Tracking all the cancer survivors for an average of eight years, Sinicrope and his associates observed that 36 percent went on to experience cancer recurrence, while 42 percent ultimately died.
Furthermore, the researchers found that, taken as a group, being either moderately or very obese was associated on average with a 19 percent increase in the risk for death, when compared with normal-weight cancer patients.
Although the pool of underweight patients was considerably smaller, the researchers found that the underweight group also had a much poorer survival rate than normal-weight patients. And while overweight patients actually seemed to fare slightly better (by 6 percent) than normal-weight survivors, Sinicrope indicated that more sophisticated obesity measurements that take into account muscle-mass ratios (not revealed by BMI) could yield slightly different results.
Gender differences were also apparent.
With a patient pool that was more or less evenly divided between men and women, the authors found that taken on their own, the most severely obese men faced the highest risk for cancer recurrence and death -- tagged as a 35 percent increase, relative to normal-weight patients.
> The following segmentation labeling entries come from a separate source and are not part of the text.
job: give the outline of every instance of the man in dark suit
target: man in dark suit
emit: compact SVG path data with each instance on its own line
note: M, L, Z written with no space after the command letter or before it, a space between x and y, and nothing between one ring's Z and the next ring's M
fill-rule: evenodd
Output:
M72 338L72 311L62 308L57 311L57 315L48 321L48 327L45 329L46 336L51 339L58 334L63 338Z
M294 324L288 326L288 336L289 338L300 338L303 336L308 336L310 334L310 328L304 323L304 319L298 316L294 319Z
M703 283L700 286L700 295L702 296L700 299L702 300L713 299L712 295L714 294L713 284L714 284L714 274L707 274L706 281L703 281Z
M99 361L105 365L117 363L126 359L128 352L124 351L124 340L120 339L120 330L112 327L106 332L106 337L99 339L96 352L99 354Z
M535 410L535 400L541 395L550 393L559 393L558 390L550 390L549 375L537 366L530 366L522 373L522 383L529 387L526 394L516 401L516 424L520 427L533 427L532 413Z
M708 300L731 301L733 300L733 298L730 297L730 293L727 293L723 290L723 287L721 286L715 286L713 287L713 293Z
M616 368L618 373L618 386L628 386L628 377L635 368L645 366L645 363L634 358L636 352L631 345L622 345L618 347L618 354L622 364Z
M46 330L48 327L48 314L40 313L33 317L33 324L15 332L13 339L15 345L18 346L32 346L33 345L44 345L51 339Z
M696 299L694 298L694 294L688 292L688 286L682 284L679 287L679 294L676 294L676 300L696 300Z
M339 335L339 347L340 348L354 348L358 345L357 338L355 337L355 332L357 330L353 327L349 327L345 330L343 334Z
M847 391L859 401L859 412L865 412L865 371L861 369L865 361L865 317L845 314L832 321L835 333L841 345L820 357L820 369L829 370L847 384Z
However, women on the lowest end of the obesity scale were linked to a 24 percent increased risk for death -- a risk that actually dropped down to 11 percent as obesity rose.
"For now, we don't really have a clear explanation for why the moderately obese women did worse than the very obese women," said Sinicrope. "Menopausal status and hormone replacement therapy -- which could be protective against colon cancer -- could both be factors. But we don't know which women were pre- or postmenopausal and which were taking this medication."